For outstanding contributions to the solar physics, astrophysics and plasma physics, especially in studies on solar and stellar flares, space weather, and magnetic reconnection

・経歴

1983: 京都大学 理学博士(論文博士)
1981-1986: 愛知教育大学 助手
1986-1991: 愛知教育大学 助教授
1987-1988: 米国Texas 大学Austin 校 客員研究員
1991-1999: 国立天文台 助教授
1999-2020 : 京都大学教授
2020-: 京都大学名誉教授、同志社大学客員教授

・主要論文

  • 1.Shibata, K., et al. Observations of X-ray Jets with the Yohkoh Soft X-ray Telescope, Publ. Astr. Soc. Japan Letters, 44, L173-L179 (1992)
  • 2.Shibata, K., et al. Hot Plasma Ejections Associated with Compact-Loop Solar Flares, Ap. J. Lett., 451, L83-L85 (1995)
  • 3. Shibata, K. and Tanuma, S., Plasmoid-Induced-Reconnection and Fractal Reconnection, Earth, Planets, Space, 53, 473-482 (2001)
  • 4. Shibata, K., et al., Chromospheric Anemone Jets as Evidence of Ubiquitous Magnetic Reconnection, Science, 318, 1591-1594 (2007)
  • 5. Maehara, H., et al.
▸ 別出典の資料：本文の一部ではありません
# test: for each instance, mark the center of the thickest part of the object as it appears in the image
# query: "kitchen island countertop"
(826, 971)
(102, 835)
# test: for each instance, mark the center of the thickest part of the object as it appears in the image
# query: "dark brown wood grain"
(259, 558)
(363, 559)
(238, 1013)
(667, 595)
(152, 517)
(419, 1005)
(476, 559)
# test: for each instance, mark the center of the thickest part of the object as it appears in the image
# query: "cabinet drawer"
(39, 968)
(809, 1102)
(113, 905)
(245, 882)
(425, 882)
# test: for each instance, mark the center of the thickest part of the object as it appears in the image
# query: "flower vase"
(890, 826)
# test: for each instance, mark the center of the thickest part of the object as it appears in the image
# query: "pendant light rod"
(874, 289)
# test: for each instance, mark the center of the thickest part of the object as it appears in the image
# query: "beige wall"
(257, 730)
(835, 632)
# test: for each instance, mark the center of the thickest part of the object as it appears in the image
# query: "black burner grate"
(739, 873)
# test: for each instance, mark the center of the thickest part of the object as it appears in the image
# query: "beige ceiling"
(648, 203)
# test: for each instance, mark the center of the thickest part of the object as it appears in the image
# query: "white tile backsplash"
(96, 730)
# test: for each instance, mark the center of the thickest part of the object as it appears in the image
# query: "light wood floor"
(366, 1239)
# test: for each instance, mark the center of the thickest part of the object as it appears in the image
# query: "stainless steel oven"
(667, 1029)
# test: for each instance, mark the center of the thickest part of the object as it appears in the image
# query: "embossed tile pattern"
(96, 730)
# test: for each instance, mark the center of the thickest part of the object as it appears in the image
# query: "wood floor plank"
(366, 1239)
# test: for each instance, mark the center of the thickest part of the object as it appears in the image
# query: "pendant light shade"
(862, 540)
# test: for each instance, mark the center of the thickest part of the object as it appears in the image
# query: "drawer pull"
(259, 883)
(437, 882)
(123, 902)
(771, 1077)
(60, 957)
Superflares on Solar-Type Stars, Nature, 485, 478 (2012)

・主な業績

太陽物理学・宇宙物理学・プラズマ物理学にわたる幅広い分野において、それぞれでのブレークスルーといえる成果を挙げた.特に,磁気リコネクションが太陽における小スケールの突発現象,すなわちマイクロフレア,コロナジェットから大スケールの爆発現象,すなわち太陽フレア,コロナ質量放出に至る様々な現象で重要な役割を果たしていることを一貫して説明し,磁気流体・プラズマ物理学の理論的発展に大きな貢献をした.日本の太陽観測衛星「ようこう」,「ひので」のデータを駆使した観測的研究でも,世界の太陽研究を主導する成果を挙げた.さらに,長期的なフレア予測・宇宙天気予報研究の重要性の指摘を行い大きな社会的影響を与えた.また,太陽物理学・天文学・プラズマ物理学と地球惑星科学の橋渡し,多数の後継者育成を通じても,地球惑星科学の発展に大きく貢献した.